Vice Provost and Dean of Admissions Whitney Soule announced a 4.9% acceptance rate for the Class of 2029 — Penn's most selective year on record — at the University Board of Trustees spring meeting on June 13.
Out of the 72,544 students who applied to Penn this application cycle, 3,530 were accepted. The Class of 2029 consists of 2,420 students from 49 states and 95 countries, with 15.1% from Pennsylvania. 13.6% are legacy students.
"We are especially impressed with the accomplishments, the resolve, [and] ambition demonstrated by the students we have admitted to the Class of 2029," Soule said at the meeting. "We look forward to their contributions to the multiple dimensions of diversity in the University."
This year’s application cycle was the final one to include the test-optional policy that Penn first implemented during the COVID-19 pandemic.
The University has since announced that applicants in the upcoming 2025-26 admissions cycle will be required to submit SAT or ACT scores as part of their application. Penn's decision aligns with other Ivy League universities — including Dartmouth College, Harvard University, Cornell University, and Brown University — who have similarly reinstated standardized testing requirements.

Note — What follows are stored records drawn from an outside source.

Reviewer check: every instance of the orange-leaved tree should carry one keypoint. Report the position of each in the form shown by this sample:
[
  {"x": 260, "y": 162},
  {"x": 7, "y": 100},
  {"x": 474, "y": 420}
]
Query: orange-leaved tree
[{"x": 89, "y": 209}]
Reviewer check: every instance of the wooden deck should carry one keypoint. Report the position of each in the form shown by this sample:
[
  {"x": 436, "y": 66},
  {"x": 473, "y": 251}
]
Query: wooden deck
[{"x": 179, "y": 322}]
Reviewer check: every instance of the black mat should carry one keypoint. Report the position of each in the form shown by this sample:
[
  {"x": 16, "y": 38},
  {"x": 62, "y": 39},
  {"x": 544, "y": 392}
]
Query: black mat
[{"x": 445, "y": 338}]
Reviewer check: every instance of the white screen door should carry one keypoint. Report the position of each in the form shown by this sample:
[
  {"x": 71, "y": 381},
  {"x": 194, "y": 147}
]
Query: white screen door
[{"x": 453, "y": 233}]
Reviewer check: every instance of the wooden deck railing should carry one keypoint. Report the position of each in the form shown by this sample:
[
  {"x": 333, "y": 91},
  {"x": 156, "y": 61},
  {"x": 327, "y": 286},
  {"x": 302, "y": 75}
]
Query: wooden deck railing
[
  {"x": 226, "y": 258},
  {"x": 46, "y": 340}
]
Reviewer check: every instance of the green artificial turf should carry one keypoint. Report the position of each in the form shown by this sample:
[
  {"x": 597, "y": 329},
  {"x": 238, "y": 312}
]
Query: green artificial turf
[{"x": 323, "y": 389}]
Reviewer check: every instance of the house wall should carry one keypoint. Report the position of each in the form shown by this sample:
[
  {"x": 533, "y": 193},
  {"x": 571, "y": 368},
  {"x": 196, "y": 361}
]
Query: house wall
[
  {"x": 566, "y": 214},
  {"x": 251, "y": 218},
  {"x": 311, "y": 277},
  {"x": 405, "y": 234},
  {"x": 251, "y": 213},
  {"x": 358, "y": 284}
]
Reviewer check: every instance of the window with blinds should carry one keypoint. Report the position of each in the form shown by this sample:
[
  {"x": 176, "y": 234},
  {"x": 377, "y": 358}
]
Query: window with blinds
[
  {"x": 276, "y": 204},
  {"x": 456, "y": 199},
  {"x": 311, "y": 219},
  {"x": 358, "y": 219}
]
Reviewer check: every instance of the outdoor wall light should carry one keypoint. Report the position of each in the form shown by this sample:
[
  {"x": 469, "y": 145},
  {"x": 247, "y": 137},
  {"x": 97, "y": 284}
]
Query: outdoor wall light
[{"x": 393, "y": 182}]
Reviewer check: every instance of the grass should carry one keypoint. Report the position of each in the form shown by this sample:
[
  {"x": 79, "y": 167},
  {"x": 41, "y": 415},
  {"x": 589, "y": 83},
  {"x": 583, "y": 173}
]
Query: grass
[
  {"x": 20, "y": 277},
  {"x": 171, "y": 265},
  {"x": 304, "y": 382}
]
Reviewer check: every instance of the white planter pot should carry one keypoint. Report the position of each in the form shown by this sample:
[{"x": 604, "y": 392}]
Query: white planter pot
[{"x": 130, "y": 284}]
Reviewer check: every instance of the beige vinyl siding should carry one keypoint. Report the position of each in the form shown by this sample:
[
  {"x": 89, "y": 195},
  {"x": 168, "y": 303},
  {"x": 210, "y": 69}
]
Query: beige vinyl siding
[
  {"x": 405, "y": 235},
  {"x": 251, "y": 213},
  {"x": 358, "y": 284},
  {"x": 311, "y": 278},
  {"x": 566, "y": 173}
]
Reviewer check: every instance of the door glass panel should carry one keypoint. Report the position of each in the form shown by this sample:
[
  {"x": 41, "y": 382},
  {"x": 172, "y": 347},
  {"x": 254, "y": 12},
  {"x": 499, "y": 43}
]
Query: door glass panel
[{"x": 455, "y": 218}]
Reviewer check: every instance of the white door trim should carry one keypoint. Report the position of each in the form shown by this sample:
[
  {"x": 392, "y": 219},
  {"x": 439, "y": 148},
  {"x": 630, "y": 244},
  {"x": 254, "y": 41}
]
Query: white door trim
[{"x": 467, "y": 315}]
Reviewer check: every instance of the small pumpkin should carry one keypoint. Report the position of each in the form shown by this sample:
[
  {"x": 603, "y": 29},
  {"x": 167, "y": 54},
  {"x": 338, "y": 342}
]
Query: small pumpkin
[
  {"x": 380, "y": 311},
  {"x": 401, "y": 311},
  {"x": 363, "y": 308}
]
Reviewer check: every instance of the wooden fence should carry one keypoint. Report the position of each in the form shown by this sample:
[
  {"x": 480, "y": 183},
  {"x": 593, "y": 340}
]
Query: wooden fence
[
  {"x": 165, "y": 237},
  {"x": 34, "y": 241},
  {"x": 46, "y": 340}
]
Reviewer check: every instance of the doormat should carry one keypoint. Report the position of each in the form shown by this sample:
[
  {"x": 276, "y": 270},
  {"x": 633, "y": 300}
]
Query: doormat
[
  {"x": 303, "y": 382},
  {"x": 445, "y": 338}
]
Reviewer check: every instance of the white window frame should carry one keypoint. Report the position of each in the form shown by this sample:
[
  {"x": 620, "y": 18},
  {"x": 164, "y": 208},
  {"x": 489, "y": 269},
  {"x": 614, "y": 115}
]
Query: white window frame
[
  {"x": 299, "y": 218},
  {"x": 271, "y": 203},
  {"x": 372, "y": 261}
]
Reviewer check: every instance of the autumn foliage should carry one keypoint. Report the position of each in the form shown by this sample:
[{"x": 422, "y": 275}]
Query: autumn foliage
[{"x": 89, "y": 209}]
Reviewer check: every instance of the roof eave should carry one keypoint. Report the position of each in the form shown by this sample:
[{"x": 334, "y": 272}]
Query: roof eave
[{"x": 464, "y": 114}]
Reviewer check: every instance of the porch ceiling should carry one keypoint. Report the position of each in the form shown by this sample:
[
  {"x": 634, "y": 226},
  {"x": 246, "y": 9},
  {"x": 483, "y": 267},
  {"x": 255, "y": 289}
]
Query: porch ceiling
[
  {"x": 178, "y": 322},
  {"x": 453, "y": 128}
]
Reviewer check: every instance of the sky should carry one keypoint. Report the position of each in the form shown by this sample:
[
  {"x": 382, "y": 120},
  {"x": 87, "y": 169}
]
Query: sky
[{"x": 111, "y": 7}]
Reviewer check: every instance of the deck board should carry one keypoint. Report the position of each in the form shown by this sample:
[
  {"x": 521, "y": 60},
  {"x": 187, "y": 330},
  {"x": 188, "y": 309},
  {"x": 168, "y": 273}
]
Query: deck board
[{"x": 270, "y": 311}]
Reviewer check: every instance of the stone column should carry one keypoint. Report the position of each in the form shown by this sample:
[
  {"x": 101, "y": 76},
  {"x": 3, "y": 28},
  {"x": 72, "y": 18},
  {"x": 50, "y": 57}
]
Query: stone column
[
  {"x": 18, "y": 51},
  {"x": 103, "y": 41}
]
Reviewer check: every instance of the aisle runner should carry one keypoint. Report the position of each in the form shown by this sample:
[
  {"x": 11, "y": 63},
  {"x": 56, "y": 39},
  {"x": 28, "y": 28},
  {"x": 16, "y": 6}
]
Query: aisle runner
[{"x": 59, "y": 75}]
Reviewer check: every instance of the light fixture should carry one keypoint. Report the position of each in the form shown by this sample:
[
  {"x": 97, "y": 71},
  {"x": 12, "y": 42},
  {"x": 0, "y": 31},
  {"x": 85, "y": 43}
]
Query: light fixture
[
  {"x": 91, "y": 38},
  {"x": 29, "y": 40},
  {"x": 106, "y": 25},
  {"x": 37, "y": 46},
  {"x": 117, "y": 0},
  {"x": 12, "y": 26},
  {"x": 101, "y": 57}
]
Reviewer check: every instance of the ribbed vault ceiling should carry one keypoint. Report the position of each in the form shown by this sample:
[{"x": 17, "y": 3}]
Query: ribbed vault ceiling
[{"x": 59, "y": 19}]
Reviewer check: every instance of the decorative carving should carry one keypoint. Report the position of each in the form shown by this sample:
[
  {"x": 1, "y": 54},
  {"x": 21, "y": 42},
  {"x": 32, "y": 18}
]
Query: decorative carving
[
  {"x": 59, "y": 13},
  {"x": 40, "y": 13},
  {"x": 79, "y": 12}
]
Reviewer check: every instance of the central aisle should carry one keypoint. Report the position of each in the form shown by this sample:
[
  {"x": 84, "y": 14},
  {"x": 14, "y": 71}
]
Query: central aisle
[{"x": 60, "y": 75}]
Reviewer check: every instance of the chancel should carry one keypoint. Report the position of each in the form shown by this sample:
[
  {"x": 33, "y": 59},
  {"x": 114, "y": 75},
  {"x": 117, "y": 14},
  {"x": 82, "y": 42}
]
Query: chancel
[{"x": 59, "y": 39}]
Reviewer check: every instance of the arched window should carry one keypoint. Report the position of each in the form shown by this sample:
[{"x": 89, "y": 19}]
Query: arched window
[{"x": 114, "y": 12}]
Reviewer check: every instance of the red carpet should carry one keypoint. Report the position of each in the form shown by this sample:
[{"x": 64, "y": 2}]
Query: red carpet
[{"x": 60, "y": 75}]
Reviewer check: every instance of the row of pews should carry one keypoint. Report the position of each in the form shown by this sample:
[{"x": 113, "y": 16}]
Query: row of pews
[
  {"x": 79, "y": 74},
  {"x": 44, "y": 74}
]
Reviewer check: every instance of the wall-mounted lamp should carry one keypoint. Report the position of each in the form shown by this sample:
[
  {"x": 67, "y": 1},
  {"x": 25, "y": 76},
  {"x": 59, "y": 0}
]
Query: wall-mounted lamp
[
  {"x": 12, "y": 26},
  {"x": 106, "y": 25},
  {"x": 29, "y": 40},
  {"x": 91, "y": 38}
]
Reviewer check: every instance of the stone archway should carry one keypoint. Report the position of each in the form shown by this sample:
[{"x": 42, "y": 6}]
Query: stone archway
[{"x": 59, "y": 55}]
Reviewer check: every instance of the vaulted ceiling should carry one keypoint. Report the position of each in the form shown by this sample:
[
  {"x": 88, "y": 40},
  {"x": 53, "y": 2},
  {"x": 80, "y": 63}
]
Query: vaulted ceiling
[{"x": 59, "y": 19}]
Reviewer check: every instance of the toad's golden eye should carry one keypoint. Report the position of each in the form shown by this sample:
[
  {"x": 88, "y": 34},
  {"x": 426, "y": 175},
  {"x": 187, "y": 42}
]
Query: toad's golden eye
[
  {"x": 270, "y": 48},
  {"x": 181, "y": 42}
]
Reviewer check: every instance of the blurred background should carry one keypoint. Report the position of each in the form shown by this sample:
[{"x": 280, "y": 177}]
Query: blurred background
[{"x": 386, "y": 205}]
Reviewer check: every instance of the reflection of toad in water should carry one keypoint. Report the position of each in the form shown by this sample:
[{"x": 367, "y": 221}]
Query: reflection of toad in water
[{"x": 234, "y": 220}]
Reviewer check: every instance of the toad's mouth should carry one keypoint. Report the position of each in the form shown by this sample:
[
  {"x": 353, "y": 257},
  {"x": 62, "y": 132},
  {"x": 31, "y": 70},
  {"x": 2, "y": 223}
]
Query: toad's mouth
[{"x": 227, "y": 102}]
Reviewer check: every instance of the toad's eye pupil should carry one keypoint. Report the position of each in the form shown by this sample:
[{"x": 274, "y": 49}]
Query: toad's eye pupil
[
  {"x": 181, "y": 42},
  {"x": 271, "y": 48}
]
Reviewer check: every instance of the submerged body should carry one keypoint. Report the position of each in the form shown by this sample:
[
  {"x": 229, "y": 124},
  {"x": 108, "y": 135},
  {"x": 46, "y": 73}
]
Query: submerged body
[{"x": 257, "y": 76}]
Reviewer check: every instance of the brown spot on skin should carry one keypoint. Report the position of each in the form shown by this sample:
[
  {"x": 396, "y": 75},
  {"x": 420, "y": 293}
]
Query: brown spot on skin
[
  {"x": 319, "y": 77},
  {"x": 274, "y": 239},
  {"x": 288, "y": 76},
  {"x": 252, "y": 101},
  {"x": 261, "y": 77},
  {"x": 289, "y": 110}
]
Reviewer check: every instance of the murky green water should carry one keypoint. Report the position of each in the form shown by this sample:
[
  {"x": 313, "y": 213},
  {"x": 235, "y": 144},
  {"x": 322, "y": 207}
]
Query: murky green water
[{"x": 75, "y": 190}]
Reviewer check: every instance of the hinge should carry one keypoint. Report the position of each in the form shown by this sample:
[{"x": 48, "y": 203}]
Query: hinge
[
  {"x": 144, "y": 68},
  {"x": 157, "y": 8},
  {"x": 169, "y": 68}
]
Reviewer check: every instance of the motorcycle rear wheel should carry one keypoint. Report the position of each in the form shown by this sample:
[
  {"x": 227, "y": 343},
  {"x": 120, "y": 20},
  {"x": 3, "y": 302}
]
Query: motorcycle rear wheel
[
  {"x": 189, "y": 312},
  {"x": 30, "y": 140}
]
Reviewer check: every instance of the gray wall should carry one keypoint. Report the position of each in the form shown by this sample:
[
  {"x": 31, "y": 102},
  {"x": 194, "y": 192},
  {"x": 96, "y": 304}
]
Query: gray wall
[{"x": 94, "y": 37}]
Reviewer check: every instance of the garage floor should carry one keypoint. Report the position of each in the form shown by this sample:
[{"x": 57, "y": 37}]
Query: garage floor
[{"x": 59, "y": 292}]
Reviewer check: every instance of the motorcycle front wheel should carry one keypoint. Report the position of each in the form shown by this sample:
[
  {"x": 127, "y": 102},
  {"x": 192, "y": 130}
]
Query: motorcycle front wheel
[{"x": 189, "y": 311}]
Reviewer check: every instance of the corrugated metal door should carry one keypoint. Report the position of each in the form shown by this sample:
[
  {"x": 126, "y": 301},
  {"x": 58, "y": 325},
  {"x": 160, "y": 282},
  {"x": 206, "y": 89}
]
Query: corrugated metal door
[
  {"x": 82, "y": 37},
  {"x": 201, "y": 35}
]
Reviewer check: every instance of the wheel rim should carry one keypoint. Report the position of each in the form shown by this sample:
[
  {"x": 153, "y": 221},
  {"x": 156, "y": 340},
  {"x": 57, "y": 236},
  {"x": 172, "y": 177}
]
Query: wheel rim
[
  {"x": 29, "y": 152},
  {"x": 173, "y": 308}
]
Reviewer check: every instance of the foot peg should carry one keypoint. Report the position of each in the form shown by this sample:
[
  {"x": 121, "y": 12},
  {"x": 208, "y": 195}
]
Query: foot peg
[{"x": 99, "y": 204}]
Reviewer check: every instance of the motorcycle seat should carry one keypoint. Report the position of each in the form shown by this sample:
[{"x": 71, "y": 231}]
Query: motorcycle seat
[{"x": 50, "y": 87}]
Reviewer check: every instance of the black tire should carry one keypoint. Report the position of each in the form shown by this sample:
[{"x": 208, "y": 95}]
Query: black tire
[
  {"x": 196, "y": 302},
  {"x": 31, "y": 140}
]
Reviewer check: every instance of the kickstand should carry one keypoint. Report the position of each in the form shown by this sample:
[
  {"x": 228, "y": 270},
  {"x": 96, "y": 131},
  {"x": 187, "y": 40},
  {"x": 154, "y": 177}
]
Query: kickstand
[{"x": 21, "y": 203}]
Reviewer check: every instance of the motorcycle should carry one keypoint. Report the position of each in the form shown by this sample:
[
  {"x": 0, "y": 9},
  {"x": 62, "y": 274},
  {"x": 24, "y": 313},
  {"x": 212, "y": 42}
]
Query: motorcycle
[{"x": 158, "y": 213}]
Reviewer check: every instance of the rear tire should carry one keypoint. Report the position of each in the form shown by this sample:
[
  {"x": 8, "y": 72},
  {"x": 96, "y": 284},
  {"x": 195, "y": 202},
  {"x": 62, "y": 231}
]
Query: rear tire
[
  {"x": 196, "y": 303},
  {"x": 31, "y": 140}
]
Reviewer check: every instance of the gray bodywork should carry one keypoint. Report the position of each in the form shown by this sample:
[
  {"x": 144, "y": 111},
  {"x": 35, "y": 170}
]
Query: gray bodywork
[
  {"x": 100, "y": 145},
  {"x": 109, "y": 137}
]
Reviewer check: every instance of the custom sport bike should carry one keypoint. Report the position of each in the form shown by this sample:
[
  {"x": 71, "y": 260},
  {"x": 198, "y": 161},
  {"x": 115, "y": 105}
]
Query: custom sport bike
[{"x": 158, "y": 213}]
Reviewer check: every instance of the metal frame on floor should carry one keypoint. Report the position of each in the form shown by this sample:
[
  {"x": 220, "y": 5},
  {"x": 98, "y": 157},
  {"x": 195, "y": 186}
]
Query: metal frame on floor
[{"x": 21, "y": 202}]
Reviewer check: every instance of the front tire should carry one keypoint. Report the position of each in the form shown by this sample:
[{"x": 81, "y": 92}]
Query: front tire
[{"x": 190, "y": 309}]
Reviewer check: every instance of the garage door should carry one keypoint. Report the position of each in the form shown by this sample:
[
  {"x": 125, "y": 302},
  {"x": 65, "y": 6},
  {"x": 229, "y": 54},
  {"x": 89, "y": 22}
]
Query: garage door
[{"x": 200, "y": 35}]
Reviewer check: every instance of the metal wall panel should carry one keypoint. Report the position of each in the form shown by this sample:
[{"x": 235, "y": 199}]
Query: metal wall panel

Admissions decisions this cycle came after Penn announced expansions to their financial aid policies for the 2025-26 academic year. The University will aim to increase student eligibility for financial aid by raising the income threshold for full-tuition scholarships to $200,000 from $140,000 for families with typical assets.
Additionally, Penn will also exclude primary family homes from being counted as an asset when calculating a student’s financial aid.
This year marks the second full application cycle in which Penn has not been able to consider race in its admissions decisions. After a 2023 ruling from the United States Supreme Court declared race-conscious admissions unconstitutional, Penn’s Class of 2028 saw a decline in students from historically underrepresented races and ethnicities.